Termos colaboradores dedicados, com paixão pelo seu trabalho e com uma incessante energia é, sem dúvida, o intento de todas as organizações. É este colaborador que procuramos em cada processo de recrutamento, que valorizamos anualmente na avaliação de desempenho e a quem, no final de cada dia de trabalho – muitas vezes, já fora de horas – agradecemos o empenho.
Mas será que sabemos quando estamos perante um colaborador engaged ou workaholic? Quão ténue é esta linha?
Tem-se percebido que é o afeto positivo (nomeadamente a diversão) que rege o limiar entre estes dois estados de grande envolvimento no trabalho. A paixão pelo trabalho tem aqui, portanto, alicerces distintos. E por isso, é fácil compreender que é assim, nos contextos atuais onde o foco no resultado/objetivo se sobrepõe a tudo o resto, que rapidamente deixamos de ter um colaborador engaged para ter um trabalhador preocupado e com dificuldade em desligar. Adicionalmente, com a generalização do trabalho remoto e a nossa constante conexão digital, tem-se compreendido que esta linha foi-se tornando ainda mais ténue. Ainda que, visto de fora, estes colaboradores dedicados nos pareçam igualmente produtivos, a verdade é que vão viver o contexto organizacional – e a sua saúde mental – de formas completamente díspares.
De facto, num mundo onde é tão difícil desconectar e onde o resultado é cada vez mais importante que o processo, o que podemos fazer nas organizações para proteger as pessoas?

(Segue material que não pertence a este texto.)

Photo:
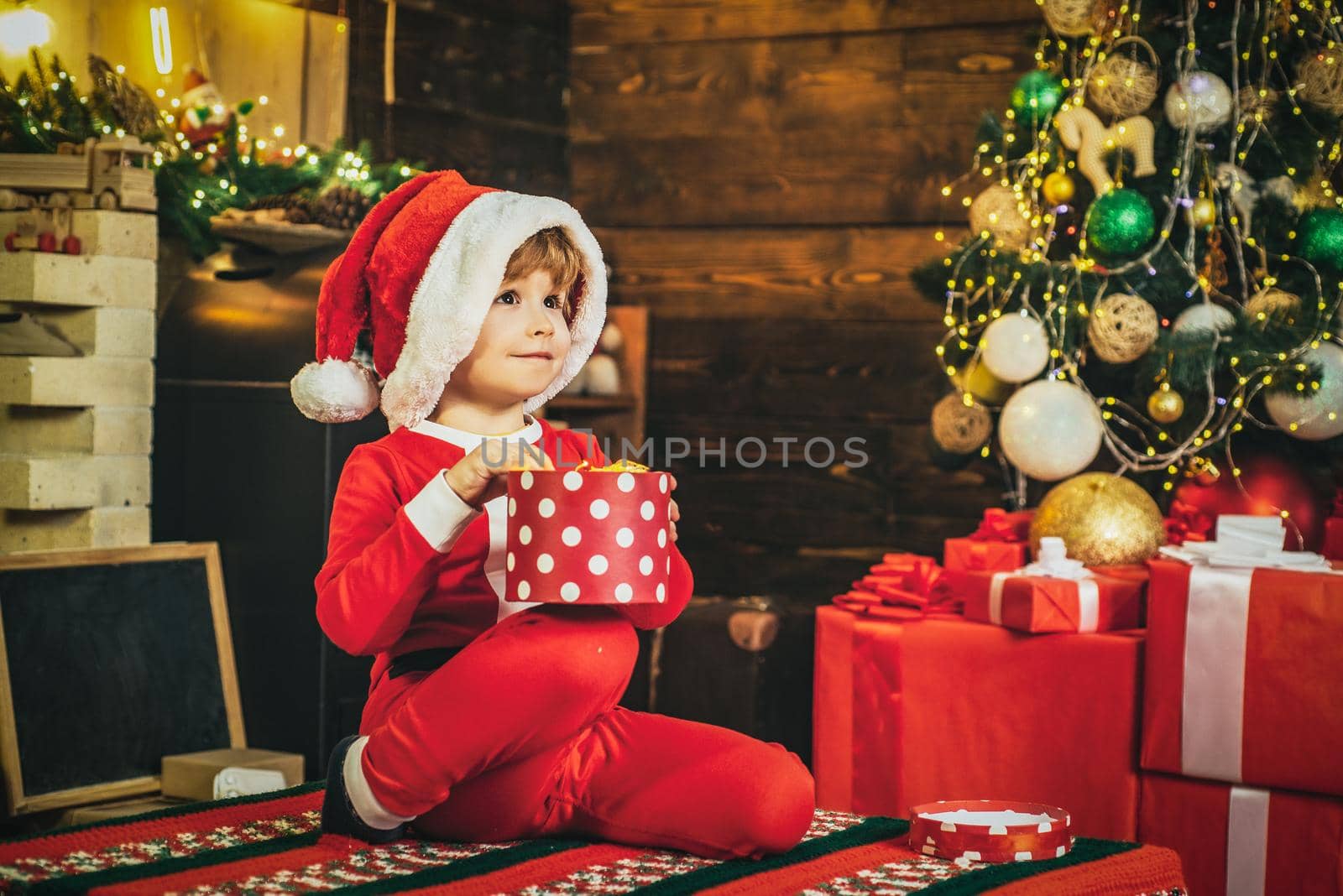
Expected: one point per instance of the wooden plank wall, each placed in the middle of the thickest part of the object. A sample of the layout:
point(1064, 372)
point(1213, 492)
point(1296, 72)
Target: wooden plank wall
point(765, 175)
point(481, 86)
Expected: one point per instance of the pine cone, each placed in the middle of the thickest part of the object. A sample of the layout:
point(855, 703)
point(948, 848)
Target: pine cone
point(342, 207)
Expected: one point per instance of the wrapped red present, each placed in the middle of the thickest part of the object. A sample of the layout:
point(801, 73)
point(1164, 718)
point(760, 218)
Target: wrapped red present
point(906, 580)
point(1334, 530)
point(910, 711)
point(588, 535)
point(1186, 524)
point(1244, 840)
point(1000, 544)
point(990, 831)
point(1242, 675)
point(1040, 604)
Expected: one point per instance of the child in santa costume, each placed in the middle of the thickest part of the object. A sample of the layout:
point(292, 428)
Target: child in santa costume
point(489, 721)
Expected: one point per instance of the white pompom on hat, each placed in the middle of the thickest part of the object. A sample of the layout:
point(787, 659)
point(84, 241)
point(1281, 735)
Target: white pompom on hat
point(422, 273)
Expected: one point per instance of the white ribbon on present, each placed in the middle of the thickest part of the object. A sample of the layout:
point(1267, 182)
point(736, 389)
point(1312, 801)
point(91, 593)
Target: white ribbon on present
point(1246, 841)
point(1215, 631)
point(1053, 564)
point(1213, 711)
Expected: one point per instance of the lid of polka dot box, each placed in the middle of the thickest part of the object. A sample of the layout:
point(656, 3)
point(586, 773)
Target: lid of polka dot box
point(588, 535)
point(990, 831)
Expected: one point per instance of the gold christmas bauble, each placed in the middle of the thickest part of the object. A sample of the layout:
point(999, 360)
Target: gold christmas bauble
point(958, 427)
point(1166, 405)
point(982, 384)
point(1058, 188)
point(1002, 215)
point(1074, 18)
point(1123, 327)
point(1204, 212)
point(1272, 305)
point(1103, 519)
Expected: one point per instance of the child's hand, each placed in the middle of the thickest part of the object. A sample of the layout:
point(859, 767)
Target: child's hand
point(676, 511)
point(478, 483)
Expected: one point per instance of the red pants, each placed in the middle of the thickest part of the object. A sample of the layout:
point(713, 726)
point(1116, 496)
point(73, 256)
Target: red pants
point(520, 735)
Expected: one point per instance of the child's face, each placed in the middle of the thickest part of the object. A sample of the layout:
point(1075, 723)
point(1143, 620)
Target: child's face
point(524, 324)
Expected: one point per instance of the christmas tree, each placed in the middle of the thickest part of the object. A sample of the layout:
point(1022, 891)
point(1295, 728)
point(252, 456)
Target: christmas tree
point(1155, 251)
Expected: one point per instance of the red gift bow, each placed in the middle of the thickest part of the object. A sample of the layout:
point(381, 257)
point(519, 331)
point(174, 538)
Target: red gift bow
point(1186, 524)
point(1001, 526)
point(901, 586)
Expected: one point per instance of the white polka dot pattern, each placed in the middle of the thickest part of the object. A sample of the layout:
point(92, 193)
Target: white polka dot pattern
point(584, 537)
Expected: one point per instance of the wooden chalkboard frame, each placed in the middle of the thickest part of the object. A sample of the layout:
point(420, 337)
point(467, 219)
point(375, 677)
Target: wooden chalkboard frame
point(11, 766)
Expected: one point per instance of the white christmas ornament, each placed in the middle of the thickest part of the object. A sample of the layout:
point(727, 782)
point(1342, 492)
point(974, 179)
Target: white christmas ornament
point(1201, 101)
point(1204, 317)
point(1051, 430)
point(1315, 414)
point(1016, 347)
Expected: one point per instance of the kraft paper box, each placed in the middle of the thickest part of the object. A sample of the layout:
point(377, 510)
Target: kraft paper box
point(191, 775)
point(1242, 680)
point(1040, 604)
point(913, 711)
point(588, 535)
point(1246, 840)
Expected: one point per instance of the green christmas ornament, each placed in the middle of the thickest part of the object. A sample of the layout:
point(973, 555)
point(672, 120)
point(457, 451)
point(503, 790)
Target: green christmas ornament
point(1119, 224)
point(1036, 96)
point(1319, 237)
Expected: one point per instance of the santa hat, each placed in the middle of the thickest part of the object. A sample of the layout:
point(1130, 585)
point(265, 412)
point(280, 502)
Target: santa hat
point(422, 273)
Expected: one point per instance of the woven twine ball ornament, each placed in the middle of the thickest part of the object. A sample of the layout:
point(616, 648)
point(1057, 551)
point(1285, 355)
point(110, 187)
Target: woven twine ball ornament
point(998, 212)
point(1123, 86)
point(1259, 105)
point(1074, 18)
point(1271, 305)
point(960, 428)
point(1320, 82)
point(1123, 327)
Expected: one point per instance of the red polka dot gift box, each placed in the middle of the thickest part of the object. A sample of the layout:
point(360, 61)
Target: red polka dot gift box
point(588, 535)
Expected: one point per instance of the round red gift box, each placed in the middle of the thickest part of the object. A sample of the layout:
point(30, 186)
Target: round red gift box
point(588, 537)
point(990, 831)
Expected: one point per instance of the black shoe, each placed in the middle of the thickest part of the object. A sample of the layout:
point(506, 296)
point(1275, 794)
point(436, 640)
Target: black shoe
point(339, 815)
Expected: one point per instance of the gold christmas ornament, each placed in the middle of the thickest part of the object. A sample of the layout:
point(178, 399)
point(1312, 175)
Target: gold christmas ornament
point(1272, 305)
point(1166, 405)
point(1080, 130)
point(1121, 86)
point(1202, 212)
point(1320, 82)
point(982, 384)
point(1074, 18)
point(1121, 327)
point(1259, 105)
point(960, 428)
point(1103, 519)
point(1202, 471)
point(1000, 212)
point(1058, 188)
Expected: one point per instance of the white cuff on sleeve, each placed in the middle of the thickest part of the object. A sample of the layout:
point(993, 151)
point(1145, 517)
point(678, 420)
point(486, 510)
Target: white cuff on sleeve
point(440, 513)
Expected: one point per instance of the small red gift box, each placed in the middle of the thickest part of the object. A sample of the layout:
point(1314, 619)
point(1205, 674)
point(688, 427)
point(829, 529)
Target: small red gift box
point(912, 711)
point(1242, 675)
point(1041, 604)
point(588, 537)
point(1000, 544)
point(1334, 538)
point(1244, 840)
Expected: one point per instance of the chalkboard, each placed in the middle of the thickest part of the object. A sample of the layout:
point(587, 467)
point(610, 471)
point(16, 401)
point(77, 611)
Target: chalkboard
point(111, 660)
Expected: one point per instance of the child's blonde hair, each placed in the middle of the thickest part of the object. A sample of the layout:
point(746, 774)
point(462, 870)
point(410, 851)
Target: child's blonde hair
point(551, 251)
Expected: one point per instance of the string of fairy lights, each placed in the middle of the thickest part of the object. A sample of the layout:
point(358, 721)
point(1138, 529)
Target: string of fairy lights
point(1137, 441)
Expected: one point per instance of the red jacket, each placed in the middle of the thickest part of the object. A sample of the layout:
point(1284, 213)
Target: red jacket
point(410, 565)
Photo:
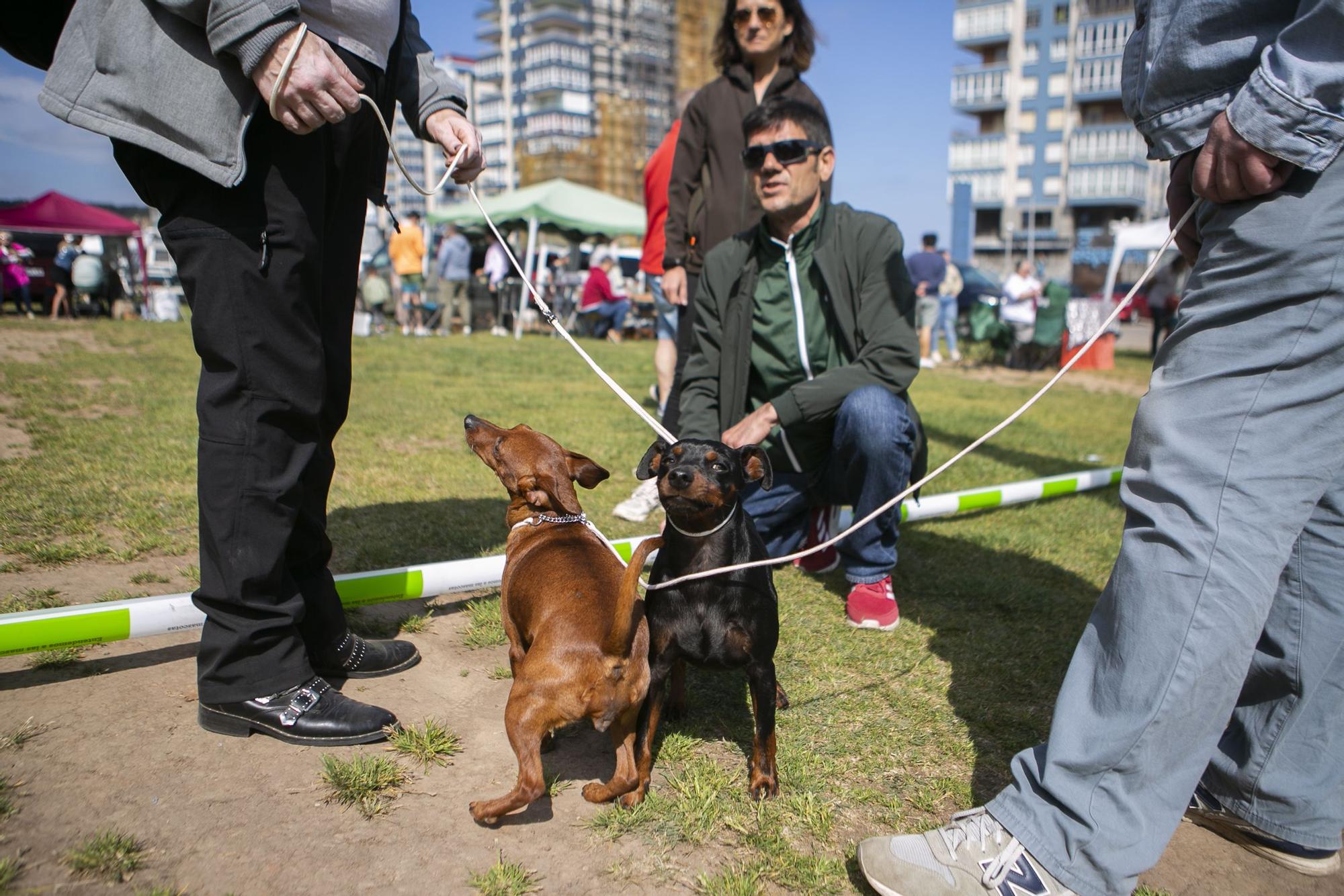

A solução pode passar tão simplesmente por desnivelar a balança e potenciar o engagement, através de um dos principais recursos que uma empresa pode ter: a chefia. O seu suporte pode ser a peça chave para o afeto positivo, tão necessário nos contextos atuais. Será que não prejudicamos colaboradores dedicados e engaged, ao pedir sempre mais a quem produz copiosamente? Não estaremos, de forma inconsciente, a “prejudicar” quem tão bem trabalha? A verdadeira preocupação com a carga de trabalho e esta cultura de overwork pode ser decisiva. É aqui que o estabelecimento de limites dentro do que é a autonomia de cada função, o equilíbrio entre o trabalho e a vida pessoal e a harmonia entre as exigências profissionais e a recuperação atuam como práticas meritórias. Em última análise, pedir sempre mais a quem entrega, pode meramente esgotar todos os seus recursos. Como tal, investir no engagement ao invés de potenciar o workaholism deve fazer parte dos pilares estratégicos de uma organização.
Como reflexão, convido-o a um momento de autoavaliação. Será que consegue perceber, no piloto automático do dia a dia, se o seu envolvimento com o trabalho ainda tem o seu quê de diversão ou se está já formatado a cumprir a extra mile habitual? Espero que o afeto positivo ainda esteja presente e, caso contrário, que a rota possa ser recalculada – a sua e a dos que trabalham à sua volta. Afinal, somos todos frutos de um espelho organizacional.